Given that different genes can share sequence - and I'm aware that IFNA is a particular issue in this regard - it is not surprising that a single transcript probe matches multiple different genes (or multiple different full-length transcripts, for that matter).

I would expect that nanoString already has software to carry out appropriate deconvolution of probe-level counts to create transcript-level counts. That should be your first priority: communicating with nanoString to get transcript-level counts for your data. You shouldn't be trying to process the data from the raw probe-level counts; these are too fine-grained to be useful for what you want to do.

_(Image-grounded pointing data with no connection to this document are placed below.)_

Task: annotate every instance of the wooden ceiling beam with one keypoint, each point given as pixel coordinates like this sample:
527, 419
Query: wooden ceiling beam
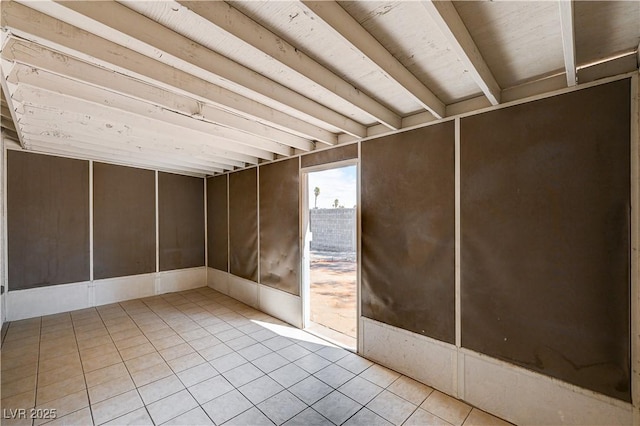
149, 116
359, 39
240, 26
568, 41
59, 36
444, 14
122, 124
48, 146
56, 63
155, 40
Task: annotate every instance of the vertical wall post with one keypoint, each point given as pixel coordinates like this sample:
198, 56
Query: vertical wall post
459, 369
157, 278
4, 257
91, 293
635, 247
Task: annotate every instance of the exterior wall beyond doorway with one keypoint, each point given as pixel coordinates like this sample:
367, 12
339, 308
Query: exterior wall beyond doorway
333, 230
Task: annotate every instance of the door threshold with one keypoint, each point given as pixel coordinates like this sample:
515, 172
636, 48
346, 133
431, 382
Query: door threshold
332, 336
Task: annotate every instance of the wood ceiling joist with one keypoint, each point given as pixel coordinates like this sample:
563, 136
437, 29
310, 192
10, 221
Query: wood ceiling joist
143, 33
56, 63
444, 14
223, 16
53, 148
343, 24
85, 121
72, 41
148, 115
182, 135
568, 40
37, 130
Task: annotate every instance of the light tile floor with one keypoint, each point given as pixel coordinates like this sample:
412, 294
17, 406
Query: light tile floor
198, 357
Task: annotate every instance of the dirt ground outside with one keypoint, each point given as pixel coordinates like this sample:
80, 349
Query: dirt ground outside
333, 290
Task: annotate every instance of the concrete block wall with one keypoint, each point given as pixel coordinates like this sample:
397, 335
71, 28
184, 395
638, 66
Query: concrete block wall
333, 229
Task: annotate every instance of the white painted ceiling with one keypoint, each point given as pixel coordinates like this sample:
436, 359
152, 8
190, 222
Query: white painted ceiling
205, 87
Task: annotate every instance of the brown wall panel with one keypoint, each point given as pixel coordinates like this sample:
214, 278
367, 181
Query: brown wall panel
279, 225
408, 231
181, 221
332, 155
545, 236
124, 221
217, 223
48, 220
243, 224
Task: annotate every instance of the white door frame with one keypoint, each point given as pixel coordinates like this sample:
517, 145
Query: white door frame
304, 241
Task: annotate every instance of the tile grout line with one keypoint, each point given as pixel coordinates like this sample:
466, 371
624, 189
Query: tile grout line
84, 376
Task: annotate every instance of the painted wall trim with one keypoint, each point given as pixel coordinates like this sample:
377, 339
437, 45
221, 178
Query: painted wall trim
280, 304
277, 303
35, 302
513, 393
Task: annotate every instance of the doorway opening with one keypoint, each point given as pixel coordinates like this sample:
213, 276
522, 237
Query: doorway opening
331, 254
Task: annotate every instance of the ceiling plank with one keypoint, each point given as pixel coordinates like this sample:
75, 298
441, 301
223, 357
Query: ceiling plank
69, 150
568, 41
12, 116
444, 14
56, 63
143, 33
251, 32
35, 26
51, 103
162, 117
37, 130
361, 40
83, 144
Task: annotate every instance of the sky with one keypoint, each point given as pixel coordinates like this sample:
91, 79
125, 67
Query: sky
334, 183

Once you have transcript-level counts, you can then decide how to map the transcript to genes. While some transcripts can be components of multiple different genes, it is usually the case that each transcript can be uniquely mapped to an isoform of a single gene. It is a project-specific decision whether you take the counts from the most abundant transcript for each gene, or aggregate them together for a total count, or choose the counts for the longest transcript, or something else.

Database Mapping / Conversion

In almost all cases where annotations from one database need to be converted to another database, there is a many-to-many mapping (i.e. many things from the first database can be mapped to many things from the second database). More verbosely, relating to your particular situation:

• There will be some gene symbols that have no associated Entrez IDs
• There will be some Entrez IDs that have no associated gene symbols
• There will be some gene symbols that have multiple associated Entrez IDs (as in your example)
• There will be some Entrez IDs that have multiple associated gene symbols

Deciding on what to do for each of these situations is also a project-specific decision; there is no perfect answer that will work in all situations.

Because you say you need Entrez IDs (not a strict requirement for GSEA, but you have claimed this in your question), the gene symbols with no associated Entrez IDs will need to be discarded, which will be a loss of data. Due to the bulk / aggregate nature of GSEA, this is unlikely to substantially influence results.

Where there are multiple associated Entrez IDs, it would not be surprising if those IDs were almost always present together in the same gene sets. To avoid loss of data in this situation (with some small risk of false-positive association), the multiple mappings can be duplicated. For example, a count that is assigned to 5 different genes could be treated as either a single count for each of those 5 genes, or as 0.2 counts for each of those 5 genes (i.e. one count distributed equally among all the possible genes), or assigned randomly to one of the 5 different genes - all of these approaches have been proposed and implemented in the past for gene counting. The other option is, as you say, dropping counts entirely, but that seems like an approach which would lead to bias away from well-annotated genes.

In any case, your general problem needs a project-specific decision. It's up to you to discuss this with your collaborators to find the best approach that answers the biological question your group has about the data.